RNA silencing in plants. Nature. 431, 356-363 (2004). - Anushree, N., Shivaprasad, P. V.
Regulation of Plant miRNA Biogenesis. Proceedings of the Indian National Science Academy. 95, (2017). - Narjala, A., Nair, A., Tirumalai, V., Hari Sundar, G. V., Shivaprasad, P. V. A conserved sequence signature is essential for robust plant miRNA biogenesis. Nucleic Acids Research. , (2020).
- Chen, H. M., et al. 22-Nucleotide RNAs trigger secondary siRNA biogenesis in plants. Proceedings of the National Academy of Sciences of the United States of America. 107, 15269-15274 (2010).
- Shivaprasad, P. V., et al. A microRNA superfamily regulates nucleotide binding site-leucine-rich repeats and other mRNAs. Plant Cell. 24, 859-874 (2012).
- Shivaprasad, P. V., Dunn, R. M., Santos, B. A., Bassett, A., Baulcombe, D. C. Extraordinary transgressive phenotypes of hybrid tomato are influenced by epigenetics and small silencing RNAs. The EMBO Journal. 31, 257-266 (2012).
- Akbergenov, R., et al. Molecular characterization of geminivirus-derived small RNAs in different plant species. Nucleic Acids Research. 34, 462-471 (2006).
- Tirumalai, V., Swetha, C., Nair, A., Pandit, A., Shivaprasad, P. V. miR828 and miR858 regulate VvMYB114 to promote anthocyanin and flavonol accumulation in grapes. Journal of Experimental Botany. , (2019).

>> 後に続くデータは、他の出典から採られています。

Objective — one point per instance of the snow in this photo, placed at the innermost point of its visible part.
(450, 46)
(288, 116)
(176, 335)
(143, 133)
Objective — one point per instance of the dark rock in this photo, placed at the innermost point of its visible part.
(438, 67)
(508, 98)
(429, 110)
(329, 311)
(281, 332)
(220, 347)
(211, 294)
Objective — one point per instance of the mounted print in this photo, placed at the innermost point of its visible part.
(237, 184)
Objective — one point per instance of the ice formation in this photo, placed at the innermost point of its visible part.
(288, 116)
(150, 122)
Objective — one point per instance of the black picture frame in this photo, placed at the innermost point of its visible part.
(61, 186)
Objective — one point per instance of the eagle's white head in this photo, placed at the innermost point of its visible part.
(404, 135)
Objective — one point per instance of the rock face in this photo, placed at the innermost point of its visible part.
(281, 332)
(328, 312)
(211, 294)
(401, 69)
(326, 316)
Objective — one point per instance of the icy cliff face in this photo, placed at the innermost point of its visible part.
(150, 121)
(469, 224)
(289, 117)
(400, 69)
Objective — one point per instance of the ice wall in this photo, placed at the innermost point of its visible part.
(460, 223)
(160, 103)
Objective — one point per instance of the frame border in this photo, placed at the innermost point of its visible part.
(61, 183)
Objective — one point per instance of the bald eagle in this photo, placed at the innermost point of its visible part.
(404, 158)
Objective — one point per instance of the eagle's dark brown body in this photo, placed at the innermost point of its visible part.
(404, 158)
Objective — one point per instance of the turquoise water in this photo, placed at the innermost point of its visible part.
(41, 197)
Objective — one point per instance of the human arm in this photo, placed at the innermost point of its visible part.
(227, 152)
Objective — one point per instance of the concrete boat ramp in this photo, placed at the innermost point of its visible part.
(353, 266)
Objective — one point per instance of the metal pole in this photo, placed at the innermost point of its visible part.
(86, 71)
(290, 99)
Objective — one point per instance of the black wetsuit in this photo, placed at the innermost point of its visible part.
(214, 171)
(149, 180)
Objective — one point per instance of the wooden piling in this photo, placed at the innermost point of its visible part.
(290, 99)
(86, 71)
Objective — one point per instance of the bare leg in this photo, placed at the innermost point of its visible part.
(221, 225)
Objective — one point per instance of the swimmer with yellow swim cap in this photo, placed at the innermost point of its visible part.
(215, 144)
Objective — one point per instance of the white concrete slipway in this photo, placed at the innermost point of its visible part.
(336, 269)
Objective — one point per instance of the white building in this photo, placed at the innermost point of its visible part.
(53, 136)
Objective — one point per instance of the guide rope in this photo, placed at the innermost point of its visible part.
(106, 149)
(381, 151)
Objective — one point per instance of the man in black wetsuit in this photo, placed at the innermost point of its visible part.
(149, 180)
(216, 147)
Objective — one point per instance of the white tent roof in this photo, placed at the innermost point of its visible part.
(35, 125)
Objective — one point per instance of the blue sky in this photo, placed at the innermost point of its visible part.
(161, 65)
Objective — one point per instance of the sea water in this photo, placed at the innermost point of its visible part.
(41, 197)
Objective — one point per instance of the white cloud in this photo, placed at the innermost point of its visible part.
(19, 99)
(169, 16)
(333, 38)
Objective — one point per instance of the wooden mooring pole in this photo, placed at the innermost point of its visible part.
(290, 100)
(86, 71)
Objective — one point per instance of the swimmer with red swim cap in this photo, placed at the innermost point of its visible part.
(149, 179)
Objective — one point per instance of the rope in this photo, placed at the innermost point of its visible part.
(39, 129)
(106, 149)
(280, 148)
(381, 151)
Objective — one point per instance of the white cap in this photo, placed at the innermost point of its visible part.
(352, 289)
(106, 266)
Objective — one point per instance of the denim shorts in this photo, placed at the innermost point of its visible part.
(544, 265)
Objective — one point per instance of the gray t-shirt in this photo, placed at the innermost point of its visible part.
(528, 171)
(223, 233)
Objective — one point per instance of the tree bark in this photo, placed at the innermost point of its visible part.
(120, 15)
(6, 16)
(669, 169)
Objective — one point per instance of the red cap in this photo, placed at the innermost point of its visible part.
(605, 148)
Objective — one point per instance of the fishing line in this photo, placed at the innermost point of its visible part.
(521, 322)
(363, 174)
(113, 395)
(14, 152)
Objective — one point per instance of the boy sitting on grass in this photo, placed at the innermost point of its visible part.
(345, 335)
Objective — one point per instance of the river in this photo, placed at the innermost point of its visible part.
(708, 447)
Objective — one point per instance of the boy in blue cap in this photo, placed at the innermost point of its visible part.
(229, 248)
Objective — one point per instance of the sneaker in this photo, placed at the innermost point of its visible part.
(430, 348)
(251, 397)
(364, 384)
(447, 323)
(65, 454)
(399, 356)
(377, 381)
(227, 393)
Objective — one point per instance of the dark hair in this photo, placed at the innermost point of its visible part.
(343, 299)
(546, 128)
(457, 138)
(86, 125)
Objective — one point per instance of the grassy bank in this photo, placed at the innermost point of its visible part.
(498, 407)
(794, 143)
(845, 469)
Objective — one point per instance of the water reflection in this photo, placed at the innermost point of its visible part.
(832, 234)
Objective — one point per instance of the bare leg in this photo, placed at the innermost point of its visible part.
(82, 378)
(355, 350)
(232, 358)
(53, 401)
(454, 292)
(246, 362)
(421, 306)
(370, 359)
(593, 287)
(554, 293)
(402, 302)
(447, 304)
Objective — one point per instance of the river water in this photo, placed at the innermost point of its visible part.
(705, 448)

- Li, C., Zamore, P. D. Analysis of Small RNAs by Northern Hybridization. Cold Spring Harbor Protocols. (8), (2018).
- Swetha, C., et al. Major domestication-related phenotypes in indica rice are due to loss of miRNA-mediated laccase silencing. The Plant Cell. , (2018).